Archive for the 'Multimedia Search' Category

Johannes Wassenaar graduates on automatic video hyperlinking

Monday, April 16th, 2018, posted by Djoerd Hiemstra

by Johannes Wassenaar

Linking segments of video using text-based methods and a flexible form of segmentation

In order to let user’s explore, and use large archives, video hyperlinking tries to aid the user in linking segments of video to other segments of videos, similar to the way hyperlinks on the web are used – instead of using a regular search tool. Indexing, querying and re-ranking multimodal data, in this case video’s, are subjects common in the video hyperlinking community. A video hyperlinking system contains an index of multimodal (video) data, while the currently watched segment is translated into a query, the query generation phase. Finally, the system responds to the user with a ranked list of targets that are about the anchor segment. In this study, the payload of terms in the form of position and offset in Elastic Search are used to obtain time-based information along the speech transcripts to link users directly to spoken text. The queries are generated by a statistic-based method using TF-IDF, a grammar-based part-of-speech tagger or a combination of both. Finally, results are ranked by weighting specific components and cosine similarity. The system is evaluated with the Precision at 5 and MAiSP measures, which are used in the TRECVid benchmark on this topic. The results show that TF-IDF and the cosine similarity work the best for the proposed system.

[download pdf]

Emiel Mols graduates on sharding Spotify search

Wednesday, August 15th, 2012, posted by Djoerd Hiemstra

Today, Emiel Mols graduated when presenting the master thesis project he did at Spotify in Stockholm, Sweden. Emiel got quite some attention last year when he launched SpotifyOnTheWeb, leaving Spotify “no choice but to hire him”.

In the master thesis, Emiel describes a prototype implementation of a term sharded full text search architecture. The system’s requirements are based on the use case of searching for music in the Spotify catalogue.
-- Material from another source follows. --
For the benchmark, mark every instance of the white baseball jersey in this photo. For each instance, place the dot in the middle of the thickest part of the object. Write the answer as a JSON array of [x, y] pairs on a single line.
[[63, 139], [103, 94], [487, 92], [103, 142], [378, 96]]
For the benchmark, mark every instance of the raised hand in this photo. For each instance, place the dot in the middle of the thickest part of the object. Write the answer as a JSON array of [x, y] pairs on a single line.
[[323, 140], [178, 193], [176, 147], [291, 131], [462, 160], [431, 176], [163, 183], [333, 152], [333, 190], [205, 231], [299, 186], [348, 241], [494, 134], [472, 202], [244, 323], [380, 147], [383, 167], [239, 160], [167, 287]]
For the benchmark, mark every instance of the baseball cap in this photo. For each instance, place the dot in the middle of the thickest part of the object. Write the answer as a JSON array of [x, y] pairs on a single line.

He benchmarked the system using non-synthethic data gathered from Spotify’s infrastructure.

The thesis will be available from ePrints.

A framework for concept-based video retrieval

Friday, August 10th, 2012, posted by Djoerd Hiemstra

The Uncertain Representation Ranking Framework for Concept-Based Video Retrieval

by Robin Aly, Aiden Doherty (DCU, Ireland), Djoerd Hiemstra, Franciska de Jong, and Alan Smeaton (DCU, Ireland)
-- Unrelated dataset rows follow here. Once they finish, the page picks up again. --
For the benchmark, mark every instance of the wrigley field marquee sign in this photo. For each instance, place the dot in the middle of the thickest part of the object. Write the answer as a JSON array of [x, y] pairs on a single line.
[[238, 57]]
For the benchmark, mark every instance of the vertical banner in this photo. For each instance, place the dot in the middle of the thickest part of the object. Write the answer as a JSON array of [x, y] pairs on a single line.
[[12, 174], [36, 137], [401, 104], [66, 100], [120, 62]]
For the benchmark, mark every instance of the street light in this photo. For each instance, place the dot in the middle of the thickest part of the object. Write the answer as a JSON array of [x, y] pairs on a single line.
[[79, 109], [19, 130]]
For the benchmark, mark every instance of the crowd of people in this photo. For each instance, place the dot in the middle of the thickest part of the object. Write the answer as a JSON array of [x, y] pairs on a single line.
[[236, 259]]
Concept based video retrieval often relies on imperfect and uncertain concept detectors. We propose a general ranking framework to define effective and robust ranking functions, through explicitly addressing detector uncertainty. It can cope with multiple concept-based representations per video segment and it allows the re-use of effective text retrieval functions which are defined on similar representations. The final ranking status value is a weighted combination of two components: the expected score of the possible scores, which represents the risk-neutral choice, and the scores’ standard deviation, which represents the risk or opportunity that the score for the actual representation is higher. The framework consistently improves the search performance in the shot retrieval task and the segment retrieval task over several baselines in five TRECVid collections and two collections which use simulated detectors of varying performance.

[more information]

AXES at TRECVid 2011

Friday, December 23rd, 2011, posted by Djoerd Hiemstra

by Kevin McGuinness, Robin Aly, et al.

The AXES project participated in the interactive known-item search task (KIS) and the interactive instance search task (INS) for TRECVid 2011. We used the same system architecture and a nearly identical user interface for both the KIS and INS tasks. Both systems made use of text search on ASR, visual concept detectors, and visual similarity search. The user experiments were carried out with media professionals and media students at the Netherlands Institute for Sound and Vision, with media professionals performing the KIS task and media students participating in the INS task. This paper describes the results and findings of our experiments.

[download pdf]

AXES: Access to Audiovisual Archives

Monday, January 3rd, 2011, posted by Djoerd Hiemstra


AXES is a large-scale integrating project (IP) project funded by the European Unions’s 7th Framework Programme that starts in January 2011. The goal of AXES is to develop tools that provide various types of users with new engaging ways to interact with audiovisual libraries, helping them discover, browse, navigate, search and enrich archives. In particular, apart from a search-oriented scheme, we will explore how suggestions for audiovisual content exploration can be generated via a myriad of information trails crossing the archive. This will be approached from three perspectives (or axes): users, content, and technology.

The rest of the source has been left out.